Fifteen years

The legs of a person wearing a black skirt and tights and red shoes with double ankle straps, standing on a grassy lawn in front of a low wall and a blue car
Here’s a picture from 2010. I loved these shoes. But that’s another story.

Earlier today I was on a video call with a new colleague. He asked how long I’d been with our employer. I joined in 2010, I said, started in a regional office, moved to HQ in 2013…

At this point another colleague joined and said, yes, new colleague had been remarking how people either seemed to have joined yesterday or have been around for fifteen years.

Yes, I said, and I’m still wondering when I flipped from the one category into the other, apparently overnight.

Inside, though, I was going, Fifteen years? Really? But yes: the arithmetic is simple, it’s the getting my head around it that’s proving challenging. The anniversary slid past without my noticing a couple of months ago. Somewhere between 2013 and here, I became an old-timer.

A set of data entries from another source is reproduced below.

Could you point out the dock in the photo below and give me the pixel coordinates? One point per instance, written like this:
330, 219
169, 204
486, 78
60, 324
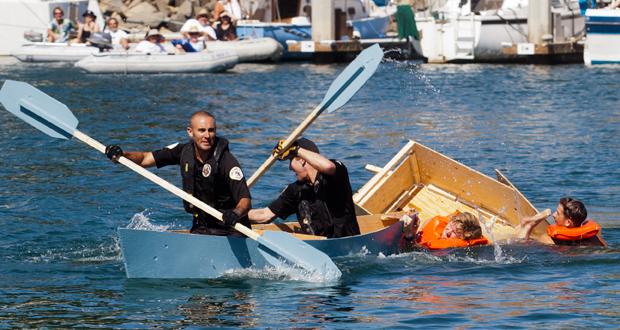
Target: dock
345, 50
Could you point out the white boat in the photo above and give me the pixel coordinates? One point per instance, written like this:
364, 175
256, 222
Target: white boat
602, 37
209, 61
250, 50
20, 16
289, 20
460, 33
53, 52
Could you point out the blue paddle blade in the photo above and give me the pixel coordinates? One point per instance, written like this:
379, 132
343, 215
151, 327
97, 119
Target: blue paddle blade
352, 78
38, 109
281, 246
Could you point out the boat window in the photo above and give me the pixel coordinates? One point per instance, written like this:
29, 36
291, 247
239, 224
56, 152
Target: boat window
288, 9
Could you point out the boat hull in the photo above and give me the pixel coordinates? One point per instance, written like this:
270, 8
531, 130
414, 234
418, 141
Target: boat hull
251, 50
603, 37
53, 52
211, 61
152, 254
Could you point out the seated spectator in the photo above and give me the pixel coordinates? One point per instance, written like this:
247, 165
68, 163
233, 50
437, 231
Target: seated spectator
202, 23
119, 37
87, 28
60, 27
152, 43
192, 44
226, 30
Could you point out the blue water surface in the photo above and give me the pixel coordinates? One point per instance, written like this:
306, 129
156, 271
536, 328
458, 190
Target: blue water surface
553, 130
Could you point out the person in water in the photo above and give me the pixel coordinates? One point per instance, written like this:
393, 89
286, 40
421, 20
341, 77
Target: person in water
60, 27
89, 27
209, 171
152, 44
460, 229
321, 196
462, 226
570, 223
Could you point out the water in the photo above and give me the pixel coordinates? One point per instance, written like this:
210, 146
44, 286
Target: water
553, 130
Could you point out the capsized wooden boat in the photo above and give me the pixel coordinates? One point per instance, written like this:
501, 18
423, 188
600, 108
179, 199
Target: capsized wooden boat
251, 49
53, 52
179, 254
209, 61
422, 179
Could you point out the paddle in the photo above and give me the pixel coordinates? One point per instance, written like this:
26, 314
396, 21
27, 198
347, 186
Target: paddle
339, 93
56, 120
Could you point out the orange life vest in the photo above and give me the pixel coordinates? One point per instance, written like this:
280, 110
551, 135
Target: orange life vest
588, 229
430, 236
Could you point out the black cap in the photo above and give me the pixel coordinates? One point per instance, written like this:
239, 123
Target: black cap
307, 144
89, 13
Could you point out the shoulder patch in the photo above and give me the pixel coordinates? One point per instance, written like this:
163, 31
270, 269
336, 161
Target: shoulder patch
235, 173
172, 145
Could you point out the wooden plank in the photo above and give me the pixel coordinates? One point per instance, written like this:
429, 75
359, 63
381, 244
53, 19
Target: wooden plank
364, 193
390, 189
469, 185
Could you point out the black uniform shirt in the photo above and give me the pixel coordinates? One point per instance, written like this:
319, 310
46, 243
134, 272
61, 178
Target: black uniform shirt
221, 186
329, 200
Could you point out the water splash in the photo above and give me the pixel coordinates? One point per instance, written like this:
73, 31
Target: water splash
488, 227
140, 221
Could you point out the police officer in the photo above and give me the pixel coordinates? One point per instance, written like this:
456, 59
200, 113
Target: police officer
321, 196
209, 171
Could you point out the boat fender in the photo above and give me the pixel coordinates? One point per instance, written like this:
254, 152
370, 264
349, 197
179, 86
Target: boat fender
588, 229
430, 236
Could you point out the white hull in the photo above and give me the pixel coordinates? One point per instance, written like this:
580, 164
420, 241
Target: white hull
212, 61
250, 50
603, 37
53, 52
480, 38
19, 16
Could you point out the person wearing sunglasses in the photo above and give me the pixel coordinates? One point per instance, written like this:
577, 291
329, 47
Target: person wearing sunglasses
60, 27
119, 37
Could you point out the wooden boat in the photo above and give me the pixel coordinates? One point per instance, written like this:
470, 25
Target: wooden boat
419, 178
53, 52
251, 49
210, 61
179, 254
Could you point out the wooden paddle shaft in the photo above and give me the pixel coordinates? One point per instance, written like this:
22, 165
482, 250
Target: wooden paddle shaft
287, 143
165, 184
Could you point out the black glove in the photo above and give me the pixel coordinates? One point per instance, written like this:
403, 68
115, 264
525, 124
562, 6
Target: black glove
113, 152
280, 154
230, 217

Compare the starting point with where I am now, and it’s obvious. I live in a different town, county, region. I look very different – my hair’s gone almost completely white. Come to think of it, I started 2010 with barely any eyebrows, having pulled them out in a bad mental health patch.

I started 2010 as a depressed temp, the confidence knocked out of me by failing to get a job I’d been doing for several months, equally scared of giving myself time to breathe and of finishing any piece of work lest there be nothing more for me to do. It took me a long time to find my feet in the union world. In some ways it seemed like the job I’d been born to do, if only I’d known it existed before, working to change the world for the better every day. In others, I felt like a fraud: too shy, too introverted, too posh, too cynical, too everything, or possibly not everything enough. These days I know what I’m good at, I can see how it serves the movement, and I mostly get to do that.

Things change gradually. Even the big changes – office, job title, team, grade – took a while for me to grow into them. There are a few days that stand out in my memory as having moved me forwards significantly, but so much of it was just turning up, and doing the job, and doing the job, and doing the job day after day, and eventually realising that actually I was pretty good at it.

Outside work, too, things changed gradually. Three books, with a couple of pages written per day, and not every day at that; gradually working up the nerve to put them out into the world myself. Getting confident cycling, first on a trike and then on a bike. Buying a house; having a baby; losing both parents: big changes, those, but again, you get used to them gradually, day by day, living in the new world until you’re at home there. Second chances (there were plenty of jobs I didn’t get); another dance with vocation, parting on better terms this time round. It’s quite a lot, really; when I stop and think about it I’m not so surprised that it’s taken fifteen years to get here.

If I could go back to 2010, if I thought 2010-me would believe me, I’d tell her… Hang in there. It works out better than you could possibly imagine.

But I don’t need to. Because she did.